No, Fermented milk likely contains high levels of FODMAPs when consumed in typical serving sizes, although it has not been officially tested. Avoid Fermented milk to help prevent symptoms. For tailored advice, consider consulting a dietitian specializing in FODMAPs to ensure it suits your dietary needs.
Possible FODMAPs: lactose
Best Low FODMAP alternatives to Fermented milk for your diet
You can substitute Fermented milk with almond milk, macadamia milk and rice milk. These alternatives work well in most recipes and are easier on your stomach if you’re following a low FODMAP diet.

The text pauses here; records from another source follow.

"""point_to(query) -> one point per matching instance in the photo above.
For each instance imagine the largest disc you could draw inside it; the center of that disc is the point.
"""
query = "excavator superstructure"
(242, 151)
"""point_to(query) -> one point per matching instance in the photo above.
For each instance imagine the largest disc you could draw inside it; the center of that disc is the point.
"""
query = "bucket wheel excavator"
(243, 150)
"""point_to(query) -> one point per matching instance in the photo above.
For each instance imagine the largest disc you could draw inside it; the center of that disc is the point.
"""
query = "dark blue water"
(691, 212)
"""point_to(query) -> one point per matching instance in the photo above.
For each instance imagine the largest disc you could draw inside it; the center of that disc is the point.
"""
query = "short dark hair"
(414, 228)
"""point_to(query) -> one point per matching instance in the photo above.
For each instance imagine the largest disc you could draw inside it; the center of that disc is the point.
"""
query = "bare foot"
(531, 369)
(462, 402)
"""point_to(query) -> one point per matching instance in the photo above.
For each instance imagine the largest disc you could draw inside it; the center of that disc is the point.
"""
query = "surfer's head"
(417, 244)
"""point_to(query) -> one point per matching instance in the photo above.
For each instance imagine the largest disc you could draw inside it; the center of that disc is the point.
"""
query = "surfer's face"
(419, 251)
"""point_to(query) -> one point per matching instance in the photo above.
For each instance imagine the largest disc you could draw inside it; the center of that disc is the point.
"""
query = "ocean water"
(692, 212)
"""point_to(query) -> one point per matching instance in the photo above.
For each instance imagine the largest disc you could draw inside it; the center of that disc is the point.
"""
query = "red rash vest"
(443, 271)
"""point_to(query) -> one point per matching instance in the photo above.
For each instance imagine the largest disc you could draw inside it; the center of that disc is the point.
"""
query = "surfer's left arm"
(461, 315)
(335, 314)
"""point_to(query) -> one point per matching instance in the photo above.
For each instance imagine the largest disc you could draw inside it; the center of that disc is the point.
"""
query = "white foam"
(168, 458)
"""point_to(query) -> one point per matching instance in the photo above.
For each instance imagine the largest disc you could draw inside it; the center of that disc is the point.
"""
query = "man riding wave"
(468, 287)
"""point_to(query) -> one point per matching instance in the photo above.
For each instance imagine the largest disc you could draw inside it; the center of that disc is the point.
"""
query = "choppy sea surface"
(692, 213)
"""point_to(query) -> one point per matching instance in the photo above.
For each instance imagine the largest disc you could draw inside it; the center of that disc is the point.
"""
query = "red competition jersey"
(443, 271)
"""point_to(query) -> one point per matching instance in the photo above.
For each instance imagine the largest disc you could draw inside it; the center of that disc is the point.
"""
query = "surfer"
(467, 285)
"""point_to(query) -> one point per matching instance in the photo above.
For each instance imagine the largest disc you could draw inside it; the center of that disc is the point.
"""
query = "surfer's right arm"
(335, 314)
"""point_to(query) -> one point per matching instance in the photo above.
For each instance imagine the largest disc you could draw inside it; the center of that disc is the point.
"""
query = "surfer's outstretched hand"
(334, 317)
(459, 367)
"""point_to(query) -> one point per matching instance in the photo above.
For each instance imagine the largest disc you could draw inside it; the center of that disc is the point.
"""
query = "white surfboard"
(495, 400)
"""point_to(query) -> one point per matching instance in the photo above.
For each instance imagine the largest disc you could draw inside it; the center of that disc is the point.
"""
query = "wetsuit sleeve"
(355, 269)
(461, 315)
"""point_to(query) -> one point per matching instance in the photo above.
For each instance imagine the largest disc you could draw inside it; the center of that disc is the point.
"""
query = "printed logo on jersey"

Is fermented milk good for people with IBS?
Fermented milk can be high or low in FODMAPs depending on the serving size. For those managing IBS or SIBO during the elimination phase, it’s recommended to stick to smaller, safer portions, limit medium portions, and avoid large ones in a single meal. Allow adequate time between meals to support digestive processing and minimize potential IBS symptom triggers.
Pro tip: Ingredients under 2% of a product or used for colouring are typically too minimal to trigger FODMAP reactions.
About Fermented milk
Cultured milk, commonly used in dairy products like yoghurt and kefir, is milk fermented with beneficial bacteria to enhance its flavour and texture.